Fluorescent reporter probes detect only the DNA containing the sequence complementary to the probe; therefore, use of the reporter probe significantly increases specificity, and enables performing the technique even in the presence of other dsDNA. Using different-coloured labels, fluorescent probes can be used in multiplex assays for monitoring several target sequences in the same tube. The specificity of fluorescent reporter probes also prevents interference of measurements caused by primer dimers, which are undesirable potential by-products in PCR. However, fluorescent reporter probes do not prevent the inhibitory effect of the primer dimers, which may depress accumulation of the desired products in the reaction.

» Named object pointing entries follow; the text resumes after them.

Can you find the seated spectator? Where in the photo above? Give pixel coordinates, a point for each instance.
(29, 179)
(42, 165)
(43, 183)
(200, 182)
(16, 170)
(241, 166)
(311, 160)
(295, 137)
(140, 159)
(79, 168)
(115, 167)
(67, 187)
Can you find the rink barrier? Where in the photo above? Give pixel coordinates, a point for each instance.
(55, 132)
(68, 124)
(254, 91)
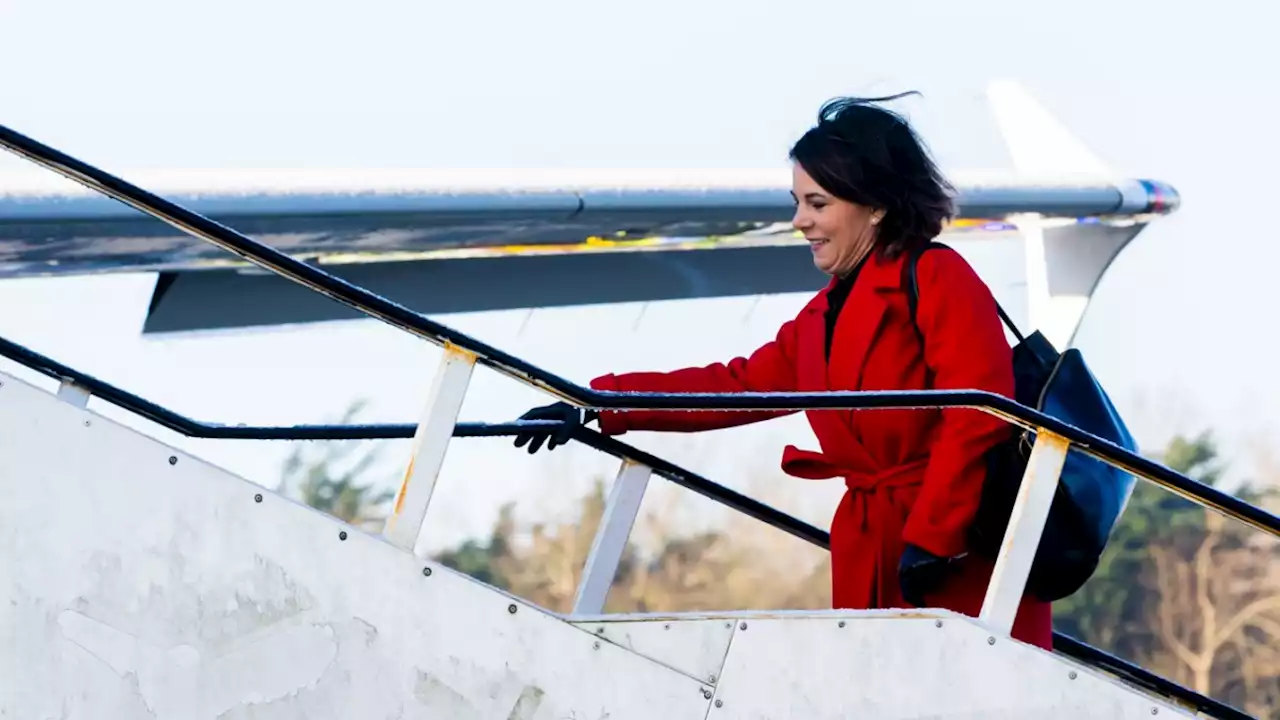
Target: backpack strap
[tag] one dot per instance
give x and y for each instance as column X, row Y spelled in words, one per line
column 913, row 290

The method relies on a DNA-based probe with a fluorescent reporter at one end and a quencher of fluorescence at the opposite end of the probe. The close proximity of the reporter to the quencher prevents detection of its fluorescence; breakdown of the probe by the 5' to 3' exonuclease activity of the Taq polymerase breaks the reporter-quencher proximity and thus allows unquenched emission of fluorescence, which can be detected after excitation with a laser. An increase in the product targeted by the reporter probe at each PCR cycle therefore causes a proportional increase in fluorescence due to the breakdown of the probe and release of the reporter.

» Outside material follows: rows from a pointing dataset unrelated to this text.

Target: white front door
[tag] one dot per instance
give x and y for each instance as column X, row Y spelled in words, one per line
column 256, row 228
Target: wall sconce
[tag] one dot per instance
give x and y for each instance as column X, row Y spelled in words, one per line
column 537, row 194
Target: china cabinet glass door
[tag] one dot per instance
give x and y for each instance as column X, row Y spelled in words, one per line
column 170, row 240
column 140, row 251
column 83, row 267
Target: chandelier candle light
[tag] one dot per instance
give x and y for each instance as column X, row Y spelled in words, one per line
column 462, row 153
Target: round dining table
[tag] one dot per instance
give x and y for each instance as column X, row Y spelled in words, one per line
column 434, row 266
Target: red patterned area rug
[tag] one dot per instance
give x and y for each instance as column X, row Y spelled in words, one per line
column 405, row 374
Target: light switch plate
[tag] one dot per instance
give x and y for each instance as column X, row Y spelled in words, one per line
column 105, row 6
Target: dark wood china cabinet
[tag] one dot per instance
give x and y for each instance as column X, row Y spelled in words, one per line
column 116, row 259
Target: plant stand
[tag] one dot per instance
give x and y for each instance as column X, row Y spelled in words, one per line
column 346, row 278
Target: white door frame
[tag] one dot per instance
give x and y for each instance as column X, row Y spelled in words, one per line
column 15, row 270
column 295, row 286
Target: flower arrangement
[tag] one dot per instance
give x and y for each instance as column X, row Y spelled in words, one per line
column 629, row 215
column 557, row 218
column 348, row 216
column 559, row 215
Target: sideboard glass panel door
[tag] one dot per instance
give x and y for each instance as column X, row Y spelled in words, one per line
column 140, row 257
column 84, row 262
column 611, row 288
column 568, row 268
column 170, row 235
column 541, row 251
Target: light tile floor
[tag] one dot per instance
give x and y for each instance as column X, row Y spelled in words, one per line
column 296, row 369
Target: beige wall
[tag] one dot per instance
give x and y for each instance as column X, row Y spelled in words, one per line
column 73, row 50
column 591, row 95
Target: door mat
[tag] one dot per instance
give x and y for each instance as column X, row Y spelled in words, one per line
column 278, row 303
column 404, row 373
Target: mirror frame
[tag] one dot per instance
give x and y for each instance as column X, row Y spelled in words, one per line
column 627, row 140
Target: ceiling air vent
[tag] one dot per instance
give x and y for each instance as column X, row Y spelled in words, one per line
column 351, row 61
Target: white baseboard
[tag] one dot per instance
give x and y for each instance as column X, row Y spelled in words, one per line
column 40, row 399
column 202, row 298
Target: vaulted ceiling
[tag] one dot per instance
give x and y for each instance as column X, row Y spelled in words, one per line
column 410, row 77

1. The PCR is prepared as usual (see PCR), and the reporter probe is added.
2. As the reaction commences, during the annealing stage of the PCR both probe and primers anneal to the DNA target.

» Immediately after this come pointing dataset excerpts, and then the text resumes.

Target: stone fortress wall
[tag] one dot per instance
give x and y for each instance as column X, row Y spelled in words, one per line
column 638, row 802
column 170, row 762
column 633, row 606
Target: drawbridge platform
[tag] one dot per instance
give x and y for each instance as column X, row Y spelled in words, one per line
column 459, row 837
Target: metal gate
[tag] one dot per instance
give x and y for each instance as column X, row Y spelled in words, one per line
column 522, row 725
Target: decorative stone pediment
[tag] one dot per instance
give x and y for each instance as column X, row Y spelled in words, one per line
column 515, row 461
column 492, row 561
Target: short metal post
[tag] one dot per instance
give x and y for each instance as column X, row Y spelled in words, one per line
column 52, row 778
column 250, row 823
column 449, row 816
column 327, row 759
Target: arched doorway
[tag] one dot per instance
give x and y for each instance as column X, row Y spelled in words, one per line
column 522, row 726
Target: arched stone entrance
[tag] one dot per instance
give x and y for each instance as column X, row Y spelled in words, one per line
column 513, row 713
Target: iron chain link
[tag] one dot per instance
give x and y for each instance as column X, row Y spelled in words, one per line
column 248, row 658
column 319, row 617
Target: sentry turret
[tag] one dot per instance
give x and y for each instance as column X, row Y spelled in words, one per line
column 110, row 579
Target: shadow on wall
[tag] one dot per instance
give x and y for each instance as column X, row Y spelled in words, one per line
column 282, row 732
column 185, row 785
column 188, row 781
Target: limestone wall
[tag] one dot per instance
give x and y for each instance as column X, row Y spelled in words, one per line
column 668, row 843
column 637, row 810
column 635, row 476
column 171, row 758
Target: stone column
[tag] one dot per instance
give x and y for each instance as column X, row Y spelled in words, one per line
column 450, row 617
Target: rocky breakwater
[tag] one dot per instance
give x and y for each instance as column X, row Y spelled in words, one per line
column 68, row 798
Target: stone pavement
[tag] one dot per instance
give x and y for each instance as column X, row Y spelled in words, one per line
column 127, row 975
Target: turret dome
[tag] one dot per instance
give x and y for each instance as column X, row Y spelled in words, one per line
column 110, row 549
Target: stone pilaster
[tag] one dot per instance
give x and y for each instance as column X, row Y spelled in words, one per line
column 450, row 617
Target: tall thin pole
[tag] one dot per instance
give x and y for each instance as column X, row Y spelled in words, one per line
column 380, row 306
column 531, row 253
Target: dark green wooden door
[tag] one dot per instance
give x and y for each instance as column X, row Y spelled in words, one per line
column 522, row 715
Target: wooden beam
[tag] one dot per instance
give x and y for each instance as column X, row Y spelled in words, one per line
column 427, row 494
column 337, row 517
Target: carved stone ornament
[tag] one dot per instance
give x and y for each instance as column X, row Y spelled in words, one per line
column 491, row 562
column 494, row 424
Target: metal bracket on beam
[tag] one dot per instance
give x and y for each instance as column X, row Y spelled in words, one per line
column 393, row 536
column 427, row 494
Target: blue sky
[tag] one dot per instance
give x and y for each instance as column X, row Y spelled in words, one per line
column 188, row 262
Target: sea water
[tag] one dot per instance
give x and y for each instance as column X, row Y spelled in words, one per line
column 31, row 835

3. Polymerisation of a new DNA strand is initiated from the primers, and once the polymerase reaches the probe, its 5'-3'-exonuclease degrades the probe, physically separating the fluorescent reporter from the quencher, resulting in an increase in fluorescence.
4. Fluorescence is detected and measured in a real-time PCR machine, and its geometric increase corresponding to exponential increase of the product is used to determine the quantification cycle (C_{q}) in each reaction.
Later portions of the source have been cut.